2. 9,10-Seroprevalence derivative or its pharmaceutically acceptable salt according to claim 1, where Z represents hydroxy.

3. 9,10-Seroprevalence derivative or its pharmaceutically acceptable salt according to claim 1, where Y represents alkylene having from 1 to 5 carbon atoms, or albaniles having from 2 to 5 carbon atoms.

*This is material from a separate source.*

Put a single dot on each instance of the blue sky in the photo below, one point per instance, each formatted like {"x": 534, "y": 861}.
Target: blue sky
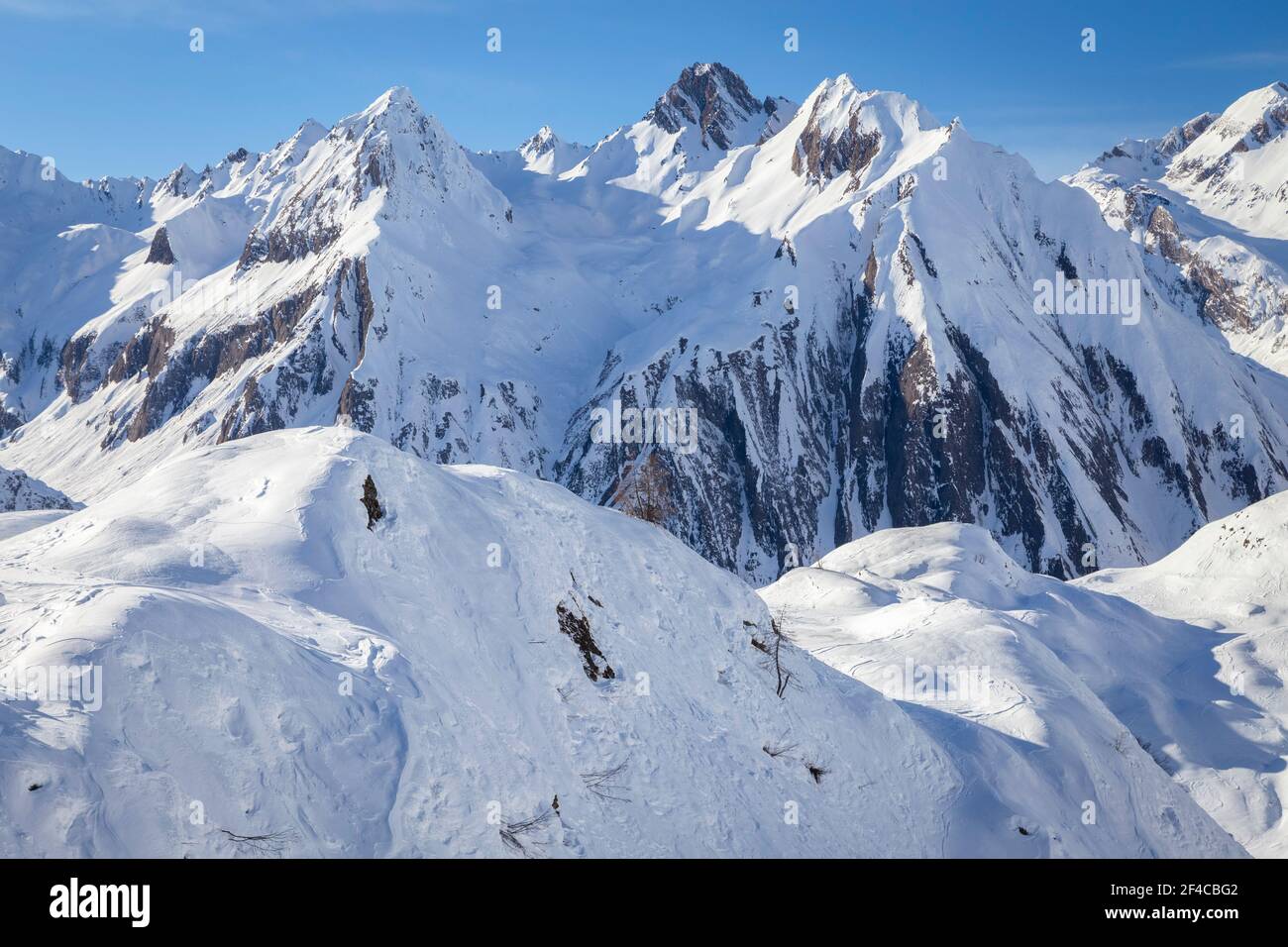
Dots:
{"x": 110, "y": 86}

4. 9,0-Seroprevalence derivative or its pharmaceutically acceptable salt according to claim 1, where R1and R2are the same or different, each represents alkyl having from 1 to 6 carbon atoms, and optionally substituted from 1 to 3 halogen atoms.

5. 9,10-Seroprevalence derivative or its pharmaceutically acceptable salt according to claim 1, where R3represents methyl.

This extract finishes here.